Sağlık

Gündüz TEZMEN
Haberin Devamı

Behçet hastalığı

Sizden, Behçet Hastalığı konusunda bilgi rica edeceğim. Bir yakınımda bu hastalık teşhis edildi, çok araştırdığım halde bugüne kadar etraflı bir bilgi elde edemedim. Behçet Hastalığı nasıl bir hastalıktır? Belirtileri nedir? Hangi organları tutar? Tedavisi nasıldır?

R. Okal / İstanbul

Behçet Hastalığı ilk kez, bir Türk doktoru olan Hulusi Behçet tarafından teşhis edildiği için tüm dünyada onun adıyla anılmaktadır.

Üzerinde çok çalışmalar yapılmasına rağmen, kesin olarak nedeni bulunamamıştır.

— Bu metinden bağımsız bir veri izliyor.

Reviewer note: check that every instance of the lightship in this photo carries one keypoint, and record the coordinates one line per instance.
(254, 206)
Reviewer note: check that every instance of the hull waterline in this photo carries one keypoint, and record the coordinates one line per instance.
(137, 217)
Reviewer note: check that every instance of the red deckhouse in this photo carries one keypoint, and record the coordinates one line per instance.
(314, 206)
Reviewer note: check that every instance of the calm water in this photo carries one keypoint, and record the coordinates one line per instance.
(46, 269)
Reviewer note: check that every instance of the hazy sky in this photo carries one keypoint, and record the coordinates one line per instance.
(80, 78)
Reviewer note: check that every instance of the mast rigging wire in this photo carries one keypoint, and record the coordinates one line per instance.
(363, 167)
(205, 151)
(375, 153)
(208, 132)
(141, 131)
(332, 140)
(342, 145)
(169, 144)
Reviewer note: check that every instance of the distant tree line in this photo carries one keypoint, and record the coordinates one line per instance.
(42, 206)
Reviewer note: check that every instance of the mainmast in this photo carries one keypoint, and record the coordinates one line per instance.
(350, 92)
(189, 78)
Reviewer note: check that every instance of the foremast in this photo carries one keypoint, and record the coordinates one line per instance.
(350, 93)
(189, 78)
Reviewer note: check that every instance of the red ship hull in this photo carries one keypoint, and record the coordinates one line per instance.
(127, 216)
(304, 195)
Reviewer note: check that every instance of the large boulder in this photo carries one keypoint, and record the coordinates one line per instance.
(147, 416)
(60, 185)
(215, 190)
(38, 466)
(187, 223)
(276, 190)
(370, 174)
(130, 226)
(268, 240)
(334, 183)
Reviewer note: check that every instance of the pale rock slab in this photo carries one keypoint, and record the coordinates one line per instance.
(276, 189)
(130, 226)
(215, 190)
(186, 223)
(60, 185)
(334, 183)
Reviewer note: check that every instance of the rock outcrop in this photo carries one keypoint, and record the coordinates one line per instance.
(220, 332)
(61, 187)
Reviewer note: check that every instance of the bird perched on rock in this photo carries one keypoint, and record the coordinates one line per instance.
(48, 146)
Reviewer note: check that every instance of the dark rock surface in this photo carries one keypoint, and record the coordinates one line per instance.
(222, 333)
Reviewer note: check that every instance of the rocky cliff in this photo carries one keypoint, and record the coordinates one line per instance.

Hastalarda bazı virüsler tesbit edilmesine rağmen bulaşıcı değildir. Vücudun bağışıklık sisteminin yanlış işlemesinin hastalığın ortaya çıkmasında rolü olduğu belirlendi. Ayrıca yapılan bazı çalışmalar, kalıtımla bir ilgiyi de gösteriyor. Hastalık birçok sistemi birden tutuyor. Deri, iç zarlar (mukoza), göz, cinsel organlar, eklemler, kan damarları, sinir sistemi ve sindirim sistemi, Behçet Hastalığı nedeniyle etkilenen organlar arasında sayılabilir.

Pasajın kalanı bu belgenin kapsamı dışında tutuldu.